By Larraine Roulston:
Many farmers and backyard gardeners who enjoy their freshly picked organic harvest can seize the opportunity to share their excess bounty with those less fortunate. As they see it, they are delighted that soup kitchens, food banks and pantries are able to distribute much more than just processed foods.
In Canada, the roots of sharing garden produce began in Winnipeg, Manitoba, with Ron and Eunice O’Donovan. During the 1986 growing season, they harvested an over-abundance of potatoes in their backyard garden. Upon donating excess potatoes to Winnipeg Harvest, they were met with great enthusiasm. This inspired the O’Donovans to encourage friends and neighbors to donate their surplus foods as well. The Compost Council of Canada, in partnership with Food Banks Canada, and the Garden Writers Association of America were inspired by the concept and launched its Plant A Row – Grow A Row initiative that has resulted in many communities establishing their own campaigns. With local business support, the City of Edmonton, Alberta, began with the Edmonton Horticultural Society, while London Ontario’s program was led by London Composts. Quebec’s campaign named Un Rang Pour ceux Qui ont Faim that was started by the newspaper La Presse, the television program Fleurs et Jardins and the Quebec Food Bank Federation.
In 1995, Plant a Row for the Hungry was established by the Garden Writers Association of America. In the U.S., Ample Harvest.org is a nonprofit group that utilizes the Internet to educate and empower food growers to connect them easily with their food banks and other local food distribution centers. This organization envisions an America where millions of gardeners eliminate wasted food, malnutrition and hunger in their own communities. Founded by CNN’s Gary Oppenheimer, Ample Harvest.org suggests that those who rely on food banks have poorer health — diabetes, obesity or high blood pressure resulting from packaged foods containing too much salt and sugar, and preservatives. By receiving seasonal local produce, people not only receive food that has not travelled hundreds of miles, but also obtain better nutrition which could result in lessened health care costs for the country at large.
In all 50 states across America, currently there are 7,986 food pantries registered with Ample Harvest.org to receive a regular free supply of homegrown food. This has had quite an impact on the well-being of the millions of pantry clients. Children also learn that, by enjoying vegetables directly from the earth, food doesn’t always appear in cellophane packages and cans: peas arrive in pods, and radishes do not grow in clumps wrapped with elastic bands. Some people may even be introduced to foods that they did not know existed.
This project can be embraced by everyone, from children to seniors. You need not have a large garden plot.
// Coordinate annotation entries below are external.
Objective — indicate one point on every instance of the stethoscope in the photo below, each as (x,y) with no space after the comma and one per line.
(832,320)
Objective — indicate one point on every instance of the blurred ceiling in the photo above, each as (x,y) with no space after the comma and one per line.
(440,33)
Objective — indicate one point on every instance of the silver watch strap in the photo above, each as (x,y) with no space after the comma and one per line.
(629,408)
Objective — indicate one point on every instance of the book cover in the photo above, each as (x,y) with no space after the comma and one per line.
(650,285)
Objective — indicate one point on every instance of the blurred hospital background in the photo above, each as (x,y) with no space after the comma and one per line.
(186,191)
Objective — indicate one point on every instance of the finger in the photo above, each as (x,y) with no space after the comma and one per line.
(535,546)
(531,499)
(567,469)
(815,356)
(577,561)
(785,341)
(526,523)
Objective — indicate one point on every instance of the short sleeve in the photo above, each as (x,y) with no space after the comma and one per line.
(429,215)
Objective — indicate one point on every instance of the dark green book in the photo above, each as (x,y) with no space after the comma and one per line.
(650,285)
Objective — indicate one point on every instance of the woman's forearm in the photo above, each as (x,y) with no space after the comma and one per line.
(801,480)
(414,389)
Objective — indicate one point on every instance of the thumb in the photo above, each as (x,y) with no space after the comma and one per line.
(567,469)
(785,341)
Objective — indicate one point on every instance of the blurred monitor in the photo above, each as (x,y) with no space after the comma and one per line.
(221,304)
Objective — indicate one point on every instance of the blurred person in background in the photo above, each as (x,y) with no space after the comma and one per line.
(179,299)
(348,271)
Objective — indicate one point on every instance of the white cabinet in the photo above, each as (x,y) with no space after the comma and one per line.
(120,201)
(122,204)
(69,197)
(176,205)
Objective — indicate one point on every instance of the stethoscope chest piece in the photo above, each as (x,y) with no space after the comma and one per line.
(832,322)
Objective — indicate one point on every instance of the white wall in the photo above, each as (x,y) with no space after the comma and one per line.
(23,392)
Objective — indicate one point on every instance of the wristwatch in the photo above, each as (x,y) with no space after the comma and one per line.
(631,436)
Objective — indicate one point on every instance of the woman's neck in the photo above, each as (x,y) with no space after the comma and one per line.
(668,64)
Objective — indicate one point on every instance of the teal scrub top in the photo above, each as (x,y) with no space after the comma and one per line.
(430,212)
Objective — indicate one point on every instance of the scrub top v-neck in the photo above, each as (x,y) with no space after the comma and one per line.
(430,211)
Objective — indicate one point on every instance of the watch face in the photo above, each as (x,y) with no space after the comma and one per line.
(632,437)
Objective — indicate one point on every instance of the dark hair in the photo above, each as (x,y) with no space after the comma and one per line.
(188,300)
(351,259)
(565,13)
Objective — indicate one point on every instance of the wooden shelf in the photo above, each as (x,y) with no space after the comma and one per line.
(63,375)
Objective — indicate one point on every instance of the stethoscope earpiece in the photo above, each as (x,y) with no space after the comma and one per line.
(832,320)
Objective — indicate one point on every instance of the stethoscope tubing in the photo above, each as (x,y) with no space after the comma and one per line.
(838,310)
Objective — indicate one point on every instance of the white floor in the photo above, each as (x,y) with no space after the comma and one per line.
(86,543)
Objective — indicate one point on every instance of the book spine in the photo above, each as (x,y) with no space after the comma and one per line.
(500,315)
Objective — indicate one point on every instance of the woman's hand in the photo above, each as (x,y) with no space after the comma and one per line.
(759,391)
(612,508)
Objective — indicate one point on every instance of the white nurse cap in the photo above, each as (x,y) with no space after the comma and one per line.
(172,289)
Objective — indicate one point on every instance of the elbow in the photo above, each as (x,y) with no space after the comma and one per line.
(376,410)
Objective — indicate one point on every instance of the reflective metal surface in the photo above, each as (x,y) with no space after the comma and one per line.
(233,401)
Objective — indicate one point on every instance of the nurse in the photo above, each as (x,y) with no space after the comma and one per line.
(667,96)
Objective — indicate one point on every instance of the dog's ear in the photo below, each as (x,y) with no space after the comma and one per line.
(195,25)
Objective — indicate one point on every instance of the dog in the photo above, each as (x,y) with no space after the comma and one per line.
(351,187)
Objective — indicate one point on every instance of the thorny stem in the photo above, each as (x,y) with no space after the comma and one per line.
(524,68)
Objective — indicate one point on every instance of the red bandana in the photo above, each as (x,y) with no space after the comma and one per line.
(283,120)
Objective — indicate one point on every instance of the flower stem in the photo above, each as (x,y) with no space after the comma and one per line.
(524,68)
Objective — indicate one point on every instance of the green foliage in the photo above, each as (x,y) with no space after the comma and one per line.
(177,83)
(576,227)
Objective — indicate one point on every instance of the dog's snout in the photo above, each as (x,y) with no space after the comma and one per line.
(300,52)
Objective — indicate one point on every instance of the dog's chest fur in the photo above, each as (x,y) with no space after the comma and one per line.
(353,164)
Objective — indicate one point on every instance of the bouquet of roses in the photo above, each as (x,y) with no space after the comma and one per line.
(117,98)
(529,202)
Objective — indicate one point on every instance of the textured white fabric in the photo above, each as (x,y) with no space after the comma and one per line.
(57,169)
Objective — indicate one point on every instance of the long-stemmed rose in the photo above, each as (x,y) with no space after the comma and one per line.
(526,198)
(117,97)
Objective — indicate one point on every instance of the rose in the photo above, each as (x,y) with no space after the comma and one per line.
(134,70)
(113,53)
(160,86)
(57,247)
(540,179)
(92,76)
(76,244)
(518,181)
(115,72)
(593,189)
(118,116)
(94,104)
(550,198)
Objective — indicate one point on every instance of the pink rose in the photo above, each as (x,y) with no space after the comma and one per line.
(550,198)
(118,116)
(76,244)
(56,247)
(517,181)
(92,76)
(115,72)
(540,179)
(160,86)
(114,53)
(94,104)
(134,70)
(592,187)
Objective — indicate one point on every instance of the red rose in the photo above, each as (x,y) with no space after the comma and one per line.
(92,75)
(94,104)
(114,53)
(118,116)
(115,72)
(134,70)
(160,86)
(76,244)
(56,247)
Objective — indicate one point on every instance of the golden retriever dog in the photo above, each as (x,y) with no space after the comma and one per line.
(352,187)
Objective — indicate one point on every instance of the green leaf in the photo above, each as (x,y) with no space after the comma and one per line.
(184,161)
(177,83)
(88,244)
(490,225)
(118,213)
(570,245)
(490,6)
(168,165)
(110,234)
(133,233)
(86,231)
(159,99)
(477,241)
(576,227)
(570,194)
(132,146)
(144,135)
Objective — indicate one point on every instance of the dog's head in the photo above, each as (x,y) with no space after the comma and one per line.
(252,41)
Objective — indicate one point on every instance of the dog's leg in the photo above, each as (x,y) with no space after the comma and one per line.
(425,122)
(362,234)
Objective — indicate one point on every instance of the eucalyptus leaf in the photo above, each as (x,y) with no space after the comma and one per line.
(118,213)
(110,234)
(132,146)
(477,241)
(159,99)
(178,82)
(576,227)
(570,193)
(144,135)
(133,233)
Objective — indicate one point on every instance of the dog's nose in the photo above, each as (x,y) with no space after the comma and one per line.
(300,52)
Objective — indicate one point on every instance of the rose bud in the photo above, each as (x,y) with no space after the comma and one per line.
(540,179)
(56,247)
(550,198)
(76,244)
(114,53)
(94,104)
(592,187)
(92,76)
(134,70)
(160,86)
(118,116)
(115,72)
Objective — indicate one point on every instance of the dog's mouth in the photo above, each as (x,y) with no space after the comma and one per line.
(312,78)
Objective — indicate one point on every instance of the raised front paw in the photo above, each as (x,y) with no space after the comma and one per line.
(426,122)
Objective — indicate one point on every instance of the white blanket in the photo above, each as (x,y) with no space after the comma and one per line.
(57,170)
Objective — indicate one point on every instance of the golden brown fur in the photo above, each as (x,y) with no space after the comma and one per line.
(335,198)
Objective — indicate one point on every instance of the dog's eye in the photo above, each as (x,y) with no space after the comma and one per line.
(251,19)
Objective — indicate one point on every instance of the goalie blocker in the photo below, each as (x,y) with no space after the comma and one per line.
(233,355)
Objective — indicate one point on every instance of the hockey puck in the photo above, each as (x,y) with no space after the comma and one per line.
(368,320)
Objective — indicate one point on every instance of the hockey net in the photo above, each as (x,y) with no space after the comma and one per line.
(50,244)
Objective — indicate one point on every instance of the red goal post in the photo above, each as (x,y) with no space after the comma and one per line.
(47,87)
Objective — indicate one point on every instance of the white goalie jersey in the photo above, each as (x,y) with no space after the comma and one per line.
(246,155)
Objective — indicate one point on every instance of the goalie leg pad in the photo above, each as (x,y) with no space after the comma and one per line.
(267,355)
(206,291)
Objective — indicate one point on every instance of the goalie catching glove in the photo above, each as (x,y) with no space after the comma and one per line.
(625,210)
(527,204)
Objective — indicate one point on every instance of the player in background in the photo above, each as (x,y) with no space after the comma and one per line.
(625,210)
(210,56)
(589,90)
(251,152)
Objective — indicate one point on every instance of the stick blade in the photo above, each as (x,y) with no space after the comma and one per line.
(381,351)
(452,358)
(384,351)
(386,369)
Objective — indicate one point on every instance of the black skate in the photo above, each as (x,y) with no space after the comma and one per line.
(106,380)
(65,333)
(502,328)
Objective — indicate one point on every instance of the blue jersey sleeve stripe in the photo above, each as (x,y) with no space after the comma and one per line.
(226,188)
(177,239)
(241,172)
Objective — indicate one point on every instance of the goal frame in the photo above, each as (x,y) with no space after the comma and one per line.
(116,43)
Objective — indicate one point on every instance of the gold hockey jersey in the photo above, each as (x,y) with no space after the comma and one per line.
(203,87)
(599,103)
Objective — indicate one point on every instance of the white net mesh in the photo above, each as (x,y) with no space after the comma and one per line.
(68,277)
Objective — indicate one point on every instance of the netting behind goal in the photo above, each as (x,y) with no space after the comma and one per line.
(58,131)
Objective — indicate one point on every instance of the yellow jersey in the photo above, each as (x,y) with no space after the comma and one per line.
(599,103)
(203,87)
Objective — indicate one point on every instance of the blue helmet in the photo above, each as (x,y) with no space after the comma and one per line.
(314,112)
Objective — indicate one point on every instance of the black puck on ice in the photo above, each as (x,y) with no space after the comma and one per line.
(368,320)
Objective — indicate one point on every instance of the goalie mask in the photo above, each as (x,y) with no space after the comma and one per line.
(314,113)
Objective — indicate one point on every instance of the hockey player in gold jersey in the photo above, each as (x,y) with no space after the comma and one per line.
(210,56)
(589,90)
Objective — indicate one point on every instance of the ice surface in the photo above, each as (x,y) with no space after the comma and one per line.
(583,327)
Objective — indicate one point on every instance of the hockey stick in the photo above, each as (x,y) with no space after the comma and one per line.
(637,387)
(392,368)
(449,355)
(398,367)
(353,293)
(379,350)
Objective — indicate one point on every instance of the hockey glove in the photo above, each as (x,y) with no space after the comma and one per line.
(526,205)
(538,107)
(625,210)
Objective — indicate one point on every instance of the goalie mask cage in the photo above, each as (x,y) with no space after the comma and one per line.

A small earthy space, a few container pots or a balcony garden offers enough area to contribute as well. All one needs to do is to plant extra seeds designated for give-away. Your donation — whether it be a few melons, a bag of beans or a basket of tomatoes — will be appreciated. Just brush off any soil and take the food to your local food bank.
Growing and sharing fresh vegetables, fruits, and even flowers promotes good health; reduces carbon emissions through local involvement; educates the importance of quality finished compost; and, above all, continues to build community spirit with the tradition that gardeners enjoy by sharing their hobby of successful harvests with others.